Question Zen 6 Speculation Thread

Covfefe · Wednesday at 7:34 AM

basix said:
It really depends on the speed of the LPDDR5X modules. 8.5...9.6 Gbps are getting standard. 12.7 Gps is the ceiling. Strix Point mostly uses 7.5 Gbps modules and many notebooks also slow 5.6 Gbps modules.

8.5...9.6 Gbps = 1.14...1.28x bandwidth vs. 7.5 Gbps

10.7...12.7 Gbps = 1.43...1.69x bandwidth

The bigger L1 and L2 caches should be very effective. Compared to Strix Point without MALL it will be a very decent upgrade in bandwidth efficiency.
If then the universal compression comes into play, there should be another bandwidth amplification.

We do not know overall bandwidth efficiency upgrades. But summing all up together it could be on par with RDNA3 + 32 MByte MALL or at least close to it. AT4 could reach N44 performance levels.

RX 9060 XT has 320 GB/s memory bandwith

RX 9060 has 288 GB/s memory bandwith

128bit LPDDR5X with 8.5 Gbps yields in 171 GB/s

128bit LPDDR5X with 9.6 Gbps yields in 192 GB/s

128bit LPDDR5X with 10.7 Gbps yields in 214 GB/s

128bit LPDDR5X with 12.7 Gbps yields in 254 GB/s

192bit LPDDR6 with 10.67 Gbps yields in 284 GB/s (effective) --> probably enough bandwidth for a desktop grade part with high clock rates (AMD should have designed / dimensioned it that way)

192bit LPDDR6 with 12.8 Gbps yields in 340 GB/s (effective)
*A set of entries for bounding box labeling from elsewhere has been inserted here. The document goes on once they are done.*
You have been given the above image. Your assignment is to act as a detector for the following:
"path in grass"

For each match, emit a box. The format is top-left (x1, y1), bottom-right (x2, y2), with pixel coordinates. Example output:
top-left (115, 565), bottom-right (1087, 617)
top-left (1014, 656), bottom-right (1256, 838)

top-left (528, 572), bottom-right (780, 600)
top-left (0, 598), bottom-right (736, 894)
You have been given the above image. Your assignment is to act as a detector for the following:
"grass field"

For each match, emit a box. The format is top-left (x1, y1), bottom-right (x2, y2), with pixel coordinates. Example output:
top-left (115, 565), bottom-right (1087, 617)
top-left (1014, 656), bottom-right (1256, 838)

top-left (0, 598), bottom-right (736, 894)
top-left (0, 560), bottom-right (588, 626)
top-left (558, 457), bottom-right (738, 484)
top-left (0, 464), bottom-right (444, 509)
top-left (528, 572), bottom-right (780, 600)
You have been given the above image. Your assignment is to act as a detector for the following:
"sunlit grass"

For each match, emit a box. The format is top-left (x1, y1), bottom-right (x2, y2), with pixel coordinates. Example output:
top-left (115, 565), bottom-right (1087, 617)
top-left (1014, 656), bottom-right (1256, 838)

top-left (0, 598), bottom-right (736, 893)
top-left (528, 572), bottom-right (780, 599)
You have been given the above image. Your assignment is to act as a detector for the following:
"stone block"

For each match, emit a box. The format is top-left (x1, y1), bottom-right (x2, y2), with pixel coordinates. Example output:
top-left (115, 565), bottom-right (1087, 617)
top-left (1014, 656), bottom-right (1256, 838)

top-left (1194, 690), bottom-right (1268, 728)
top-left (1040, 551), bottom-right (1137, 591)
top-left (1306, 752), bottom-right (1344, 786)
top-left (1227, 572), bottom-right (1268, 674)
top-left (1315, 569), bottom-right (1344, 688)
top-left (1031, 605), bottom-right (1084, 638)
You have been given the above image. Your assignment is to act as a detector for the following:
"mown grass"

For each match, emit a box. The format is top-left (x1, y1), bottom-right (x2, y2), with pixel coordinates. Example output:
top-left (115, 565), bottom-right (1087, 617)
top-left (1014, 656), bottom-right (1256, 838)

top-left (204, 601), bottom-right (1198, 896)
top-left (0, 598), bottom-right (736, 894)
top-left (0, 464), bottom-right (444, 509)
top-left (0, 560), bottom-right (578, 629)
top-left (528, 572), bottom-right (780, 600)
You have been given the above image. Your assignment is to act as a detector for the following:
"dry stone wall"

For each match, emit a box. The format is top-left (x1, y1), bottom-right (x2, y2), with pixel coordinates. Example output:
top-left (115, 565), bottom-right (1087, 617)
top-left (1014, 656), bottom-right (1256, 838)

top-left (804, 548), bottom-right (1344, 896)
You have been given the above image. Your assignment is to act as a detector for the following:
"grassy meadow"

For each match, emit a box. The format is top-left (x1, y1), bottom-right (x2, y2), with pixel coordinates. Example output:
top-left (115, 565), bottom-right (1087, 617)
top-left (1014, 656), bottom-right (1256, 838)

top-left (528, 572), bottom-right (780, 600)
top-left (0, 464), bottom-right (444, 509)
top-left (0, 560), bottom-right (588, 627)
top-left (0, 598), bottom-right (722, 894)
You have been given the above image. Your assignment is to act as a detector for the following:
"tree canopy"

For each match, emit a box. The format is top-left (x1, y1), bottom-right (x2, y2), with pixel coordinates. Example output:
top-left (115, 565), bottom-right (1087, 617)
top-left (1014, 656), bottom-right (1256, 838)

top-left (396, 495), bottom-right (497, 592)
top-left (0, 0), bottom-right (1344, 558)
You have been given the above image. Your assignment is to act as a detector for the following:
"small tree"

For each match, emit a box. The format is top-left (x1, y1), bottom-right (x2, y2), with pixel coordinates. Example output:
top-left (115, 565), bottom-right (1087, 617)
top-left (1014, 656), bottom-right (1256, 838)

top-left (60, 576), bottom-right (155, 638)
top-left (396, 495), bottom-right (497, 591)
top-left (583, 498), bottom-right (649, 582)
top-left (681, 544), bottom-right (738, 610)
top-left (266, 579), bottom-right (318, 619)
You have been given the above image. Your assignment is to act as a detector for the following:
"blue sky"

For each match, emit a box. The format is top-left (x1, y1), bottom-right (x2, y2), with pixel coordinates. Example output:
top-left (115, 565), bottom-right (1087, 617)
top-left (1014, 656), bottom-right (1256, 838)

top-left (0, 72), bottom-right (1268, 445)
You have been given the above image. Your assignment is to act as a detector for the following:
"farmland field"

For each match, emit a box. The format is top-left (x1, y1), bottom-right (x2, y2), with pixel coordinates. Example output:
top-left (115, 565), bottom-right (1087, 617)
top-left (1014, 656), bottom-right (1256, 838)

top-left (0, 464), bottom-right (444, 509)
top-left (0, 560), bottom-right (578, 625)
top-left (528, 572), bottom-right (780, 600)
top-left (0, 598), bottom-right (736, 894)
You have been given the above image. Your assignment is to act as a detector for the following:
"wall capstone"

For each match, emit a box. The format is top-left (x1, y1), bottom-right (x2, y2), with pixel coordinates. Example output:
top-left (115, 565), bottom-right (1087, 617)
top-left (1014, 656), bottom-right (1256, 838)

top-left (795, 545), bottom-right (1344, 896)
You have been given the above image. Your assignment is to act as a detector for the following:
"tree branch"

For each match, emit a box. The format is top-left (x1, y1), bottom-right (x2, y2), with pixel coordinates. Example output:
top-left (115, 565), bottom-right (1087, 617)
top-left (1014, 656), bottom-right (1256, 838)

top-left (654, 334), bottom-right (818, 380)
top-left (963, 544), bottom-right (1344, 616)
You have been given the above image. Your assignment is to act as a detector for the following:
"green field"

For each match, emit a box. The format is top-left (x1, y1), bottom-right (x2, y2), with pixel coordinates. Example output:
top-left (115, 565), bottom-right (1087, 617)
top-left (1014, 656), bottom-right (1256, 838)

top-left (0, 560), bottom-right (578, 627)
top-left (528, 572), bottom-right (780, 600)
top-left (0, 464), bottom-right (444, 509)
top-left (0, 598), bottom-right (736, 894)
9.6 Gbps bandwidth for a mobile part might be a little bit tight. That is true. But as I said, we simply do not know RDNA5's overall bandwidth efficiency. Maybe LPDDR6 bandwidth levels are plenty enough and LPDDR5X is then sufficient for mobile parts with restricted TDPs. If 12.7 Gbps LPDDR5X gets used (but this memory is probably too expensive and not used), there should be no big difference in bandwidth compared to 10.67 Gbps LPDDR6.

Maybe I'm missing something, but your LPDDR bandwidth figures all look off.

LPDDR5X-9600 is 9.6*128/8 = 153GB/s.
LPDDR5X-12700 is 12.7*128/8 = 203GB/s.
LPDDR6-10667 is 10.667*192/8 = 256GB/s line speed, or 256 *256/288 = 228GB/s effective bandwidth.

basix · Wednesday at 8:02 AM

You are right, I somehow assumed 128 GB/s at 6.4 Gbps instead of 102.4 GB/s.

I fixed it in the original post.

But the general idea is still valid:
If LPDDR6 with 10.67 Gbps works out for a desktop grade product, LPDDR5X should be OK enough for a mobile part in most cases.

ToTTenTranz · Wednesday at 11:20 AM

branch_suggestion said:
L5X is gonna be around for a very long time, will steadily trickle down the pricing ladder but high volume stuff won't switch to LP6 until 2030+

Why? We're already getting LPDDR6 this year with the Snapdragon 8 Elite Gen 6 Pro / SM8975 and probably Mediatek 9600.

LPDDR5X took less than a year between being in the first smartphone and going into most higher-end laptop chips (Raptor Lake H/U and Phoenix).
Why would the PC market quadruple the latency to adopt the new memory standard, this time?

adroc_thurston · Wednesday at 11:23 AM

ToTTenTranz said:
Why?

PHY area.

ToTTenTranz · Wednesday at 11:34 AM

adroc_thurston said:
PHY area.

Isn't 48bit LPDDR6 going to be at least as fast, if not faster than 64bit LPDDR5X at a lower power? This ought to be a reason to accelerate adoption rate for mid/high end smartphones, not slow it down.

adroc_thurston · Wednesday at 11:49 AM

ToTTenTranz said:
Isn't 48bit LPDDR6 going to be at least as fast, if not faster than 64bit LPDDR5X at a lower power?

No, LP6 barely pushes pin rates up.

ToTTenTranz said:
This ought to be a reason to accelerate adoption rate for mid/high end smartphones, not slow it down.

No, LP6 is not coming to mainstream SoCs for a long long while due to catastrophic PHY area efficiency.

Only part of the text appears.